The Zaitokukai also collect a lot of money in donations from like-minded citizens.
The group, which is led by Makoto Sakurai, whose real name is Makoto Takada, claims that ethnic Koreans abuse the social and welfare system in Japan. Zaitokukai claims to have over 14,000 members. It organizes protests and demonstrations across Japan, even in front of Korean elementary schools, yelling such slogans as “Go back to Korea,” “You’re the children of spies”—making numerous veiled and overt threats. The group asserts that all foreigners are criminals who should be chased out of Japan, especially the Koreans.
In a recent book, Sakurai states, “The Japanese understand what the Koreans are up to. If you think about it, there’s no way we can get along with these people. Even though Japanese people don’t do anything, Koreans just cause one incident (crime) after another. Every time a Korean commits another crime, our support goes up.”
And when support goes up, so do the earnings of the Zaitokukai—earnings that are poorly accounted for and go untaxed. It’s a great racket and it’s completely legal.
However, the group does have associations with the Japanese mafia, aka the yakuza, and those may not be legal. They are very closely tied to the political arm of the Sumiyoshikai, known as Nihonseinsha. .
Eriko Yamatani, as chairman of the National Public Safety Commission, oversees Japan’s police forces. It makes her association with Zaitokukai and their criminally inclined members highly problematic. One picture that dates back to 2009 shows Yamatani standing next to Yasuhiko Aramaki, who was arrested a year later for terrorizing a Korean elementary school in Kyoto, found guilty and then later arrested again in 2012 on charges of intimidation. .
Another of the people photographed with Yamatani is Shigeo Masuki, a former Zaitokukai leader. Masuki was arrested at least three times after the photograph was shot, once for threatening an elementary school principal and later for insurance fraud. Yamatani initially denied that she knew of the Zaitokukai affiliation of the people in the pictures. This is slightly strange since she has reportedly been friends with Masuki and his wife for over a decade. When replying to questions from TBS radio about the recent scandal, she explained the Zaitokukai exactly in the terminology of a true believer, inadvertently using the words “Zainichi Tokken (Special rights of the Korean Residents In Japan)” herself. At a press conference held today (September 25th), she was questioned about her use of the term and stated uncomfortably, “In my reply (to TBS) I might have just copy and pasted from the Zaitokukai homepage.” She refused to criticize the group by name or clarify whether she believed that ethnic Koreans had special privileges.

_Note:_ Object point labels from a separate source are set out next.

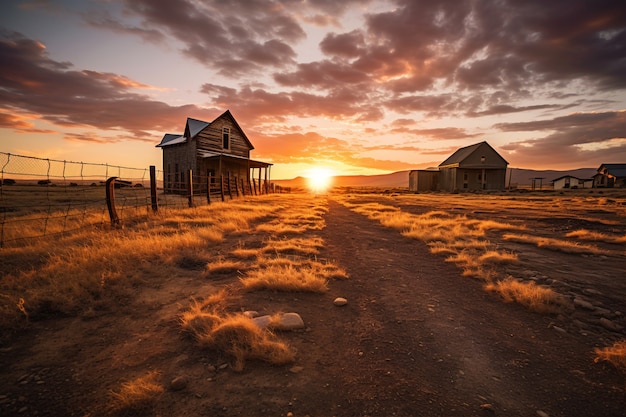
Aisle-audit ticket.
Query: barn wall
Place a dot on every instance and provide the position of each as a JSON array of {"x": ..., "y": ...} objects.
[
  {"x": 210, "y": 138},
  {"x": 423, "y": 180},
  {"x": 177, "y": 161}
]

Yamatani, in her current position, oversees the National Police Agency—the very same agency that noted in its 2013 white paper that the Zaitokukai were committing hate speech, promoting racism, and posed a threat to the social order. If hate-speech becomes a crime, she may be in charge of overseeing the police that enforce the law.

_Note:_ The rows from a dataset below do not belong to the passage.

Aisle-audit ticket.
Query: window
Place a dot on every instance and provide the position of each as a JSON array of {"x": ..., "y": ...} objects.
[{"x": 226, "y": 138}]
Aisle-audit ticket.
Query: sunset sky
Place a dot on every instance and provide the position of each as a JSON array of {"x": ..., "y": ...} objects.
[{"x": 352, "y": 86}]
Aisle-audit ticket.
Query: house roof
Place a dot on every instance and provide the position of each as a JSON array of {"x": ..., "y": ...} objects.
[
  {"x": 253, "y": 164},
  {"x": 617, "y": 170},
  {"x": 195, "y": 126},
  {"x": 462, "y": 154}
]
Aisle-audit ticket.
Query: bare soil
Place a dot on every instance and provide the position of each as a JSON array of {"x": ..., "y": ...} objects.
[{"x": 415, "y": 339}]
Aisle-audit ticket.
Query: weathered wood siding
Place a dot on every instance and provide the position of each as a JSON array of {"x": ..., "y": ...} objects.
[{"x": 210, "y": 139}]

She isn’t the only one close to the Zaitokukai in the current cabinet. According to the magazine Sunday Mainichi, Ms. Tomomi Inada, Minister Of The “Cool Japan” Strategy, also received donations from Masaki and other Zaitokukai associates.

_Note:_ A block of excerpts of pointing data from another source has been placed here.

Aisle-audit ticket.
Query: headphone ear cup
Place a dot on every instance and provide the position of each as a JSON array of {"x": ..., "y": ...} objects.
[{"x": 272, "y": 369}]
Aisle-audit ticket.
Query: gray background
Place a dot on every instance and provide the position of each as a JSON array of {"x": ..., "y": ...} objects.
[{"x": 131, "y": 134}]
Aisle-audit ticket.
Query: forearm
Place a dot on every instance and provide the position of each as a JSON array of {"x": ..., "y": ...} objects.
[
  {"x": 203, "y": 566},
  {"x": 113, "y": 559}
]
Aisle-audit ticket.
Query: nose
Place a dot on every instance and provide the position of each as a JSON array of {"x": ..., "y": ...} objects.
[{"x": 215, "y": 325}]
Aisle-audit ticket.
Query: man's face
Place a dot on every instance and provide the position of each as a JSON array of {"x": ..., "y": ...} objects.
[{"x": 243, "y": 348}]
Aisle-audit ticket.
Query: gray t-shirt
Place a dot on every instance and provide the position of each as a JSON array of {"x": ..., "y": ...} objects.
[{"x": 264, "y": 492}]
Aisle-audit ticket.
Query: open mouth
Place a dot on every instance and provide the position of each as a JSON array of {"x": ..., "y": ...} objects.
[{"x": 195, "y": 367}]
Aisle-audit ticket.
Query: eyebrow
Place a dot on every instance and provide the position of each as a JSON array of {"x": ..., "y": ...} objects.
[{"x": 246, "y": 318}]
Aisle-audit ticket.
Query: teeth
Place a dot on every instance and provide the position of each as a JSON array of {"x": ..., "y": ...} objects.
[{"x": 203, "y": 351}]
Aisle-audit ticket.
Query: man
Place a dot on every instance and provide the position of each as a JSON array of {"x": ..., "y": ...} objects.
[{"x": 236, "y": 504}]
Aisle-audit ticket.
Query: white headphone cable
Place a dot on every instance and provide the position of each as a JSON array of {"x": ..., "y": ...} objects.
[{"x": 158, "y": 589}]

Apparently, racism is cool in Japan.
Inada made news earlier this month after photos circulated of her and another female in the new cabinet posing with a neo-Nazi party leader . Both denied knowing the neo-Nazi well but later were revealed to have contributed blurbs for an advertisement praising the out-of-print book Hitler’s Election Strateg y. Coincidentally, Vice-Prime Minister,Taro As, is also a long-time admirer of Nazi political strategy , and has suggested Japan follow the Nazi Party template to sneak constitutional change past the public.
Even Japan’s Prime Minister Abe has been photographed with members of Zaitokukai. Masuki, who snapped a photo with Abe on August 17h 2009, while he was still a member of the group, bragged that Abe “kindly remembered him.”